A morte social tem início com a criação de leis que tornava difícil ou impossível o acesso da população negra aos bens, serviços e espaços públicos, como foi o caso da Constituição do Império (1824), a qual impedia a população negra de frequentar as escolas; a Lei de Terras (1850), que proibia a população negra de comprar e ter a posse de terra no Brasil; e a Lei da Vadiagem (1941), a qual permitia a prisão de quem fosse encontrado nas ruas sem emprego.
Esse conjunto de leis nos ajuda a perceber a morte social como parte de um projeto pensado e executado. O Estado que negou o acesso à educação e à terra à população negra é o mesmo que a penalizou porque não tinha moradia, emprego e sustento digno. Diante de tal situação, a população negra passou a fazer parte dos territórios de grandes vulnerabilidades sociais, onde o Estado, além de não garantir as condições mínimas de sobrevivência, até hoje tem se feito mais presente através da força repressiva da polícia.
A morte social tem início com a criação dessas leis e tem tido continuidade a partir da ineficácia das políticas públicas universais, que não chegam de forma efetiva em territórios de maioria negra, e através da falta de políticas públicas especificas, gerando o aumenta em grande proporção dos índices de vulnerabilidade social da população negra quando comparada com a população branca.
Apesar da população negra ser maioria (53,6%), enfrenta grandes desigualdades, a começar pelo quesito renda: de forma geral, há uma diferença salarial de 45% entre trabalhadores brancos(as) e negros(as). Quando se trata da mulher negra, esse percentual é ainda maior, chegando a 70% no mesmo cargo e na mesma função (PNAD, 2019).
Quando se trata de juventude (entre 15 e 29 anos) que não estudava nem trabalhavam, 62,9% são negros(as). A maternidade na adolescência é um dos fatores que levam as meninas a essa condição. Do total de jovens que não estudavam e não trabalhavam, 59,7% tinham pelo menos um/a filho/a, sendo que, destas, 69% eram negras (IBGE, 2014).
Esses dados ilustram bem os resultados proporcionados pelas condições mortíferas que vem matando socialmente, de forma contínua e progressiva, a população negra no decorrer do processo histórico brasileiro. Se por um lado, a morte social acontece de forma progressiva, através das condições mortíferas produzidas pelo Estado, por outro, a morte física acontece como o último estágio da execução.

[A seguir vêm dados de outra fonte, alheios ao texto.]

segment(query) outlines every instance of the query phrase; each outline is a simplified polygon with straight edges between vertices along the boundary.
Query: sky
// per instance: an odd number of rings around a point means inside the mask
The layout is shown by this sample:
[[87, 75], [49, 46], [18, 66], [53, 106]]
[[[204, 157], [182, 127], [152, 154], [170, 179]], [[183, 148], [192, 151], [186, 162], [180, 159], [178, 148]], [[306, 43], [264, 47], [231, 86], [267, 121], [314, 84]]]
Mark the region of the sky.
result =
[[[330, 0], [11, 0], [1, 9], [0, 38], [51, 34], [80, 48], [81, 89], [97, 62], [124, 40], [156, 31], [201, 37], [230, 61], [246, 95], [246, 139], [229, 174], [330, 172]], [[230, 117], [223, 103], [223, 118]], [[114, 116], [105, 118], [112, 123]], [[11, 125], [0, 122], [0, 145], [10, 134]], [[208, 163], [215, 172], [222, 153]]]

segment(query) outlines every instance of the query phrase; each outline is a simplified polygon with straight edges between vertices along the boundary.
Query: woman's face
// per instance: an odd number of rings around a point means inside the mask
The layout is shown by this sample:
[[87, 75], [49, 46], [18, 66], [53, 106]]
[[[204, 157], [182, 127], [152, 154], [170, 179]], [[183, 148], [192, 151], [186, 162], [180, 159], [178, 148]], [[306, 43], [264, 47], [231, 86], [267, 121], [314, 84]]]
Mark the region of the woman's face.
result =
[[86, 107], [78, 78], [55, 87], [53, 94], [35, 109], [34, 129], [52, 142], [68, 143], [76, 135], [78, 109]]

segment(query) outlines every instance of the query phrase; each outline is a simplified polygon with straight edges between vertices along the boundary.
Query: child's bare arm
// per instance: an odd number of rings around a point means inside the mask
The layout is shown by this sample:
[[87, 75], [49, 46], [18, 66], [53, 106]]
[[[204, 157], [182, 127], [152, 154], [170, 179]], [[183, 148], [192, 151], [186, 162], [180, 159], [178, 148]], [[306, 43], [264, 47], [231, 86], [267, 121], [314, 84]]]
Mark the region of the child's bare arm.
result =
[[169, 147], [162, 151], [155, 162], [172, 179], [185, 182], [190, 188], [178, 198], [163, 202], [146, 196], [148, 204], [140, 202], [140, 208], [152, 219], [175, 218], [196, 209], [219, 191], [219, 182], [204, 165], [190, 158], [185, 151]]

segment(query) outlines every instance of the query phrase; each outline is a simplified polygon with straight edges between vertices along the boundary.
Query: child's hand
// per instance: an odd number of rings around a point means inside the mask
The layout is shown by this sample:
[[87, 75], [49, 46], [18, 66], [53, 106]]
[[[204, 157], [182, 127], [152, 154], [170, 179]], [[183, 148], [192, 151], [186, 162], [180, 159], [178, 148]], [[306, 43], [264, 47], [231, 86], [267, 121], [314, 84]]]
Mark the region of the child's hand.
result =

De maneira direta, utilizando uso ilegítimo da força através do argumento da “segurança pública”, o Estado legitima a violência em nome de uma suposta guerra contra as “drogas”, o “tráfico”, proporcionando uma matança nos territórios de maior vulnerabilidade social e, por conseguinte, de maioria negra.
Tal atitude institucionaliza o senso comum racista (população negra + periferia = envolvimento com o tráfico), normatiza e determina o estereótipo do marginal, contribuindo para banalizar a violência contra a população negra, principalmente nas comunidades e favelas do Brasil.
Legitima a máxima de que todo homicídio cometido nesses territórios está envolvido com o narcotráfico e, assim sendo, é automaticamente justificado e não precisa ser solucionado. Por mais que essa regra não seja escrita, ela orienta a política de Estado. É o que se chama de conjunto das regras não escritas, que está no nosso imaginário (BORGES, 2019).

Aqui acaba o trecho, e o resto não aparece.